Lemahnya semangat berkeilmuan profesor sebagai pejuang ilmu pengetahuan juga aku ketahui dari wawancaraku dengan beberapa dekan dua bulan lalu. Rencananya, pihak rektorat UNS akan menargetkan satu dosen bisa menerbitkan satu jurnal internasional tiap tahunnya. Nah, para dekan ini kelimpungan. Seorang dekan mengaku malu karena fakultasnya baru menerbitkan empat jurnal internasional. Dekan lain hanya mampu menargetkan satu jurnal internasional terindeks scopus di fakultasnya.
Mari kita berandai-andai untuk menyelesaikan masalah sepele ini. Di kampusku terdapat 173 guru besar. Andaikan seorang guru besar bisa membuat satu dan sekali lagi satu saja penelitian berkualitas setiap tahunnya, akan ada 173 jurnal terpublikasikan. Bila ada –paling tidak– 173 jurnal terpublikasikan, otomatis 173 permasalahan bisa diselesaikan secara keilmuan setiap tahun. Tentu saja hal ini bisa jauh lebih mudah jika para profesor, doktor, dan dosen bisa bekerjasama untuk menghasilkan riset yang jauh lebih bagus. Apakah ini kemustahilan akut yang begitu sungguh mustahil terjadi bagi para profesor?

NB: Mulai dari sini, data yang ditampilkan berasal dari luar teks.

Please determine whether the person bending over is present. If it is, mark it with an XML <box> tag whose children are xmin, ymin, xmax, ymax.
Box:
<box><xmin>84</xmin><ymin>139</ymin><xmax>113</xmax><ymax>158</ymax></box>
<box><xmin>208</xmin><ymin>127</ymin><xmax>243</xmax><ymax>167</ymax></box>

Nah, kalau tiap tahun kampusku bisa menyelesaikan 173 permasalahan secara keilmuan, para birokrat universitas tidak perlu bersusah payah mencitrakan diri sebagai World Class University, Green Campus, atau menyematkan slogan-slogan kosong macam UNS ACTIVE dan UNS BISA. Slogan-slogan yang sebenarnya menghina dan merendahkan posisi eksistensi kampus, hanya sebagai lembaga birokrasi, bukan lembaga ilmu pengetahuan. Duh, Basi!